International Activities and Collaborators

Status Report: October 2011 - March 2012

Tom Yoksas

Strategic Focus Areas

The Group Name group's work supports the following Unidata funding proposal focus areas:

  1. Broadening participation and expanding community services
    By informing the international atmospheric science community of the products, data and services available in the Unidata Program, an extended community has been enabled.
  2. Developing and deploying useful tools
    The majority of tools downloadable from Unidata are available free-of-charge to everyone (the exception being McIDAS-X).
  3. Enhancing user support services
    Activities of the Unidata Program Center are routinely provided to the worldwide atmospheric science community. Strategic partnerships with leading organizations in other countries minimize the impact on UPC staff.
  4. Promoting diversity by expanding opportunities
    Non-U.S. users of products available from Unidata reflect, in a number of cases, minority constituencies in the U.S. atmospheric science community.

International Activities Since the Last Status Report

Unidata's Africa-related international outreach activities have largely focused on its role in the UCAR Africa Initiative (AI) which is on a no-cost extension of is Google.org award). The following are some highlights of this activity:

  • The IDV is being used to generate displays of forecast relative humidity that is created using TIGGE ensemble data from ECMWF (via the NCAR/CISL TIGGE repository).

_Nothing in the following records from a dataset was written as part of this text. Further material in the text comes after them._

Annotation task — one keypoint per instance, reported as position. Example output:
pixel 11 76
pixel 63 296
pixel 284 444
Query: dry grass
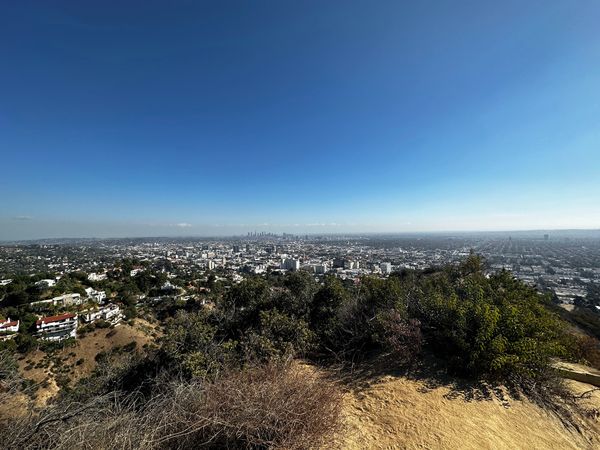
pixel 274 406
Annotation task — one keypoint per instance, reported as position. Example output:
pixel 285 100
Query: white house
pixel 97 296
pixel 61 300
pixel 57 328
pixel 8 329
pixel 96 276
pixel 111 313
pixel 45 283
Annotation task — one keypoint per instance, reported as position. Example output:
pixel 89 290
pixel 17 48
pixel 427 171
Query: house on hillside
pixel 61 300
pixel 111 313
pixel 8 329
pixel 57 328
pixel 94 295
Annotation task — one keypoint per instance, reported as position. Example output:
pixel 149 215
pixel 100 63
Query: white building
pixel 45 283
pixel 386 268
pixel 61 300
pixel 97 296
pixel 290 264
pixel 96 276
pixel 111 313
pixel 321 268
pixel 8 329
pixel 57 328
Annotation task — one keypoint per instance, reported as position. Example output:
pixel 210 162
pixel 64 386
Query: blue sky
pixel 207 118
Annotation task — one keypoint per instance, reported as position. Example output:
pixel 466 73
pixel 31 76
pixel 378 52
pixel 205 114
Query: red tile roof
pixel 58 318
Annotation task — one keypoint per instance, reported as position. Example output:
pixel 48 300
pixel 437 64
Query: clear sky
pixel 145 118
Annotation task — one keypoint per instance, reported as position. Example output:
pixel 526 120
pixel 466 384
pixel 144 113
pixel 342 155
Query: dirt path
pixel 399 413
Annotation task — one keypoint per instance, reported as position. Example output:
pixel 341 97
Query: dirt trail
pixel 401 413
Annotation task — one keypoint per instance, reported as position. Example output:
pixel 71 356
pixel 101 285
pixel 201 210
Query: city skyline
pixel 210 120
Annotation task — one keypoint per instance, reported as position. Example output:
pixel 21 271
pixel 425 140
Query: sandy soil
pixel 79 361
pixel 401 413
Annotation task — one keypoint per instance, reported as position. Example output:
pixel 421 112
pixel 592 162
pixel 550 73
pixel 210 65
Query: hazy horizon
pixel 158 119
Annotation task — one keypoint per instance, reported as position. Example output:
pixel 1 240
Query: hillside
pixel 398 412
pixel 72 363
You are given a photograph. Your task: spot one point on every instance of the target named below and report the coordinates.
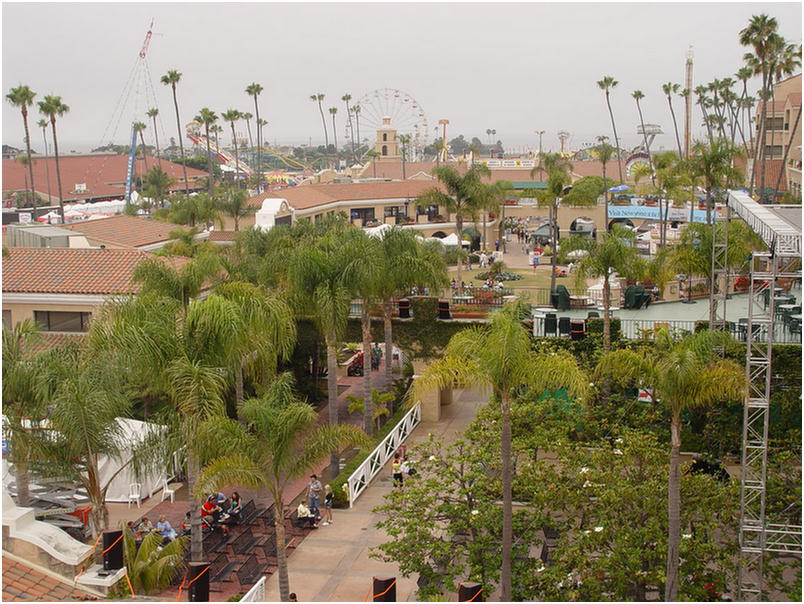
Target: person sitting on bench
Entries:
(304, 514)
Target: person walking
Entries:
(328, 497)
(314, 496)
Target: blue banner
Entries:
(130, 171)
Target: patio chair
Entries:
(135, 493)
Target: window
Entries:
(62, 321)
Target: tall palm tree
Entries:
(283, 441)
(346, 98)
(638, 95)
(138, 127)
(51, 107)
(684, 374)
(22, 96)
(231, 116)
(333, 111)
(318, 98)
(604, 153)
(43, 125)
(500, 358)
(152, 113)
(606, 85)
(254, 90)
(464, 196)
(207, 118)
(669, 90)
(172, 78)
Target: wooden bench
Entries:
(250, 571)
(221, 568)
(244, 542)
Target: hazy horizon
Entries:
(515, 67)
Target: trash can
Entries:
(404, 308)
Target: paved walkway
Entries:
(333, 563)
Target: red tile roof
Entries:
(22, 583)
(309, 196)
(73, 271)
(128, 231)
(104, 175)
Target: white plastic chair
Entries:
(135, 493)
(168, 492)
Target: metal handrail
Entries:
(375, 462)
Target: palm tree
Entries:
(614, 252)
(404, 139)
(172, 78)
(606, 85)
(138, 127)
(43, 125)
(684, 374)
(464, 197)
(51, 107)
(638, 95)
(604, 153)
(254, 90)
(318, 98)
(332, 112)
(231, 116)
(207, 117)
(22, 96)
(500, 358)
(346, 98)
(669, 89)
(236, 205)
(283, 442)
(152, 113)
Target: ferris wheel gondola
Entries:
(406, 113)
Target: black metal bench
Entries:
(250, 513)
(250, 571)
(221, 568)
(244, 542)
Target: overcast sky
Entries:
(516, 67)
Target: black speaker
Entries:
(384, 589)
(112, 550)
(470, 592)
(198, 580)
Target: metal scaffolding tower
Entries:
(783, 261)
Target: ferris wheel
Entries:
(406, 113)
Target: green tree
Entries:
(172, 78)
(283, 442)
(22, 96)
(501, 359)
(51, 107)
(682, 374)
(207, 117)
(464, 197)
(606, 85)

The IDV displays include:

     

    • Areal distribution of the 50% quartile for RH (which means that each point in the RH field has a 50% probability of being that value or less).

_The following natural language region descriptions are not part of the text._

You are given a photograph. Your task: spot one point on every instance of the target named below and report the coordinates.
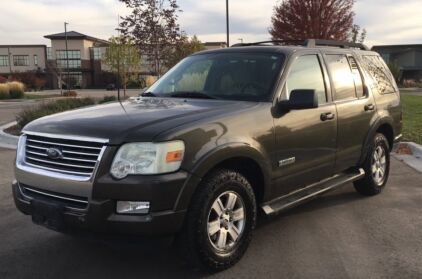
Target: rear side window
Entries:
(306, 73)
(342, 77)
(383, 80)
(357, 77)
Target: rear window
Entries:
(383, 80)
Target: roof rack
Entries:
(307, 43)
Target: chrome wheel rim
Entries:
(226, 221)
(379, 165)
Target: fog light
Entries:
(132, 207)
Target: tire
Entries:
(376, 166)
(201, 240)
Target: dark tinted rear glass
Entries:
(383, 80)
(342, 77)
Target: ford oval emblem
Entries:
(54, 153)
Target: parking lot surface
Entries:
(340, 235)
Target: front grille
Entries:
(77, 157)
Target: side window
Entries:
(383, 80)
(306, 73)
(342, 77)
(357, 77)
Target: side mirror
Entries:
(300, 99)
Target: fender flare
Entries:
(371, 134)
(214, 157)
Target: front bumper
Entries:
(100, 215)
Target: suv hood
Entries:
(138, 119)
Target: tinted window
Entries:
(306, 73)
(383, 80)
(357, 77)
(342, 77)
(229, 76)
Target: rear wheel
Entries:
(219, 222)
(376, 166)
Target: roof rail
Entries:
(307, 43)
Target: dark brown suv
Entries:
(223, 134)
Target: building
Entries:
(80, 68)
(22, 58)
(81, 65)
(407, 57)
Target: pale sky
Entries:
(27, 21)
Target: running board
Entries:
(311, 191)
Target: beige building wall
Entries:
(39, 51)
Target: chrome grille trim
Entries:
(79, 161)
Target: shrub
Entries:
(4, 91)
(150, 80)
(16, 89)
(46, 108)
(32, 80)
(70, 94)
(107, 99)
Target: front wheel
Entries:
(220, 221)
(376, 166)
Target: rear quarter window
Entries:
(382, 78)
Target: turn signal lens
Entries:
(174, 156)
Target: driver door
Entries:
(306, 138)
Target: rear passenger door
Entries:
(305, 139)
(355, 108)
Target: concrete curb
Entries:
(7, 140)
(413, 160)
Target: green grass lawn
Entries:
(412, 118)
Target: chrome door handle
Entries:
(327, 116)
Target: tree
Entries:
(122, 58)
(312, 19)
(183, 48)
(356, 36)
(153, 26)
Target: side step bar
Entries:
(311, 191)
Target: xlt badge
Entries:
(287, 161)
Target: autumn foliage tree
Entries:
(153, 26)
(312, 19)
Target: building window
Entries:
(73, 58)
(4, 60)
(72, 54)
(21, 60)
(49, 54)
(96, 53)
(73, 64)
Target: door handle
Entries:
(369, 107)
(327, 116)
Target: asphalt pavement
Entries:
(340, 235)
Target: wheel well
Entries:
(250, 169)
(387, 131)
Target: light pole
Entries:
(67, 57)
(227, 23)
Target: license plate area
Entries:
(47, 214)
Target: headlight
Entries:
(147, 158)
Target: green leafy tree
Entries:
(182, 49)
(357, 36)
(122, 58)
(153, 26)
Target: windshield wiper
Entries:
(191, 94)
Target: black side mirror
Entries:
(300, 99)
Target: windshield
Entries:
(227, 76)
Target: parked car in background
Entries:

      These products are stored as animated GIFs and individual frames of the animated GIFs and made available through RAMADDA on motherlode:

       

      Motherlode Data Server

      RAMADDA Data Repository

          Projects -> Africa Initiative -> Data -> Weather Forecast

            -> Areal Coverage

            -> Timeseries

    •  

    • probe timeseries plots of QC25, QC50, and QC75 fields for districts (a district is a subdivision of a region which is like a U.S. state) in a select set of countries (Benin, Cote D'Ivoire, Ethiopia, Niger, Nigeria, Tchad, and Togo) that are located in the meningitis belt (which is roughly the Sahel) in Africa.

       

      The locations for the probe time series plots are determined by meningitis cases that are reported by the national health service of each country.

       

      Each Thursday, some UCAR AI participants (Tom Hopson NCAR/RAL, Raj Pandya UCAR/Spark, and/or Mukul Tewari NCAR/RAL) participate in a conference call with WHO, U Lancaster, and African nation stake holders to discuss the forecast of meningitis cases for the upcoming 1-4 weeks (focusing on the next and second weeks).

       

      NB: IDV Development efforts by Yuan were needed to be able to programatically change the location of the probe so that time series plots can be made for the desired districts.

     

  • The next stage of work in Unidata includes automating the generation of the displays upon receipt of a new forecast file produced in RAL (by Tom Hopson).

     

    There are a number of challenges left to be overcome in automating the product generation process:

     

    • Some of the challenges reside in the programmatic use of the IDV

       

      Yuan has been very helpful in making changes/additions to the IDV to enable this. Don Murray has also been contributing expertise to help Yuan in his efforts.

       

    • Others reside in the use of RAMADDA to serve display products to the Google Earth/Maps interface that Arnaud Dumont has been creating for the project (this display is what the AI is proposing as an easy to use Decision Support System (DSS)).

       

      Jeff McWhirter has been incredibly helpful in making enhancements to RAMADDA.

       

    • Still others reside in scraping human-generated documents to get the list of districts for which probe time series plots should be generated.

       

      The issue is that the sort of information being made available to folks reading MS excel spreadsheets or MS word documents needs to be turned into machine-readable documents that can be used in the product generation workflow.

     

  • One of the next steps in the effort is the transfer of technologys used in the various facets of RH forecasts to ACMAD which is located in Niamey, Niger.

     

    We have had one telecon with the folks in ACMAD to discuss the transfer of what is being done in UCAR to ACMAD... they are onboard in principle.

     

    At some point in the not too distant future, a small number of the UCAR AI participants (e.g., Tom Hopson, Arnaud Dumont (NCAR/RAL) and I) will need to travel to ACMAD to review their current computing and network capabilities and agree on a way forward.

 

Other activities of note include:

  • Data from UCAR GOES East/West/South ingest systems have been routinely accessed by international users in North, Central and South America using McIDAS-X, IDV, and McIDAS-V.
  • Use of Unidata tools, especially netCDF and the IDV, continues to grow internationally.
  • IDD-Brazil continues to expand in Africa.